Satellite tracking has shown that some juveniles take a dangerous 1,500km flight south to central Australia for about most of the year—perhaps learning how to hunt—before coming back for good to their seaside homes.
The reason the species has experienced such a rapid collapse in its range isn’t certain, but Seaton says broken-up environments is likely to blame.
“They look for the tallest tree in the largest grove, and those stands of trees are increasingly rare any more,” he says.
The Red Goshawk ‘Glare’
Red goshawks can be hard to spot and have huge home ranges—perhaps as big as 600 square kilometers—and would historically have always been thinly spread around the landscape, while staying close to coastal areas and rivers.
They are quiet birds, and Seaton says while many raptors will flee if a human approaches, alerting anyone searching for them, a red goshawk “will just glare at you.”
There were only ten recorded pairs on the Australian mainland this year, Seaton reports, with 10 more on the Tiwi Islands (the largest island in the group, Melville, is now considered the red goshawk’s main habitat).

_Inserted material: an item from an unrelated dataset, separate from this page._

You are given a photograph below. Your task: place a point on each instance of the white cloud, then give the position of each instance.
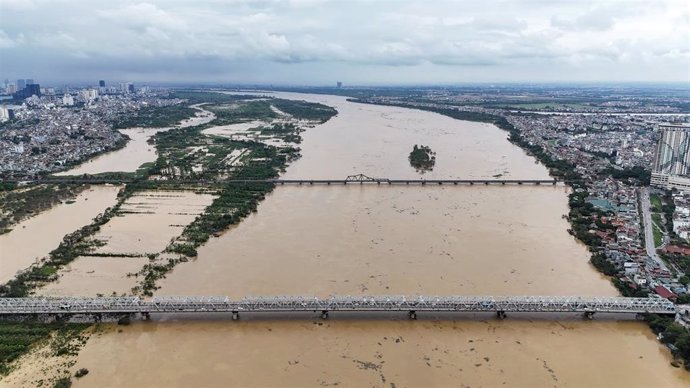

BirdLife Australia has been educating Indigenous rangers and native custodians in the north to spot the birds and monitor activity in their wide nests—constructed out of thick sticks on horizontal branches—to see how effective they are at reproducing and get a better handle on the true population of red goshawks.
Tiwi islander Chris Brogan is a firefighter for a forestry company on Melville Island and is part of a team that monitors the birds, observing activity at nests over 30-minute periods.
“They’re stunning, but they can be tricky to see because their plumage merge with the trunks of the trees,” he comments.
“When I began, I thought they were just common. I believed they were widespread. But it’s a bird that’s disappearing.”
Preventing Disappearance
MacColl was working as an environmental scientist for a mining firm about a decade ago when he first saw a red goshawk nest in western Cape York.
“I have been completely captivated ever since,” he says.
Red goshawks are in a category of bird that has only one other known member—PNG’s chestnut-shouldered goshawk.
Their strength amazes him. A red goshawk that goes to the ground to collect a stick will return to a branch high above “straight up,” he says. “They go straight up.”
“There really is nothing like them,” says MacColl. “They’re not closely related to any other raptor in Australia—they’re on their unique limb of the evolutionary tree.
“We are going to need a collaboration of people united—and the most accurate data possible to know what they require. That’s how we save the species.”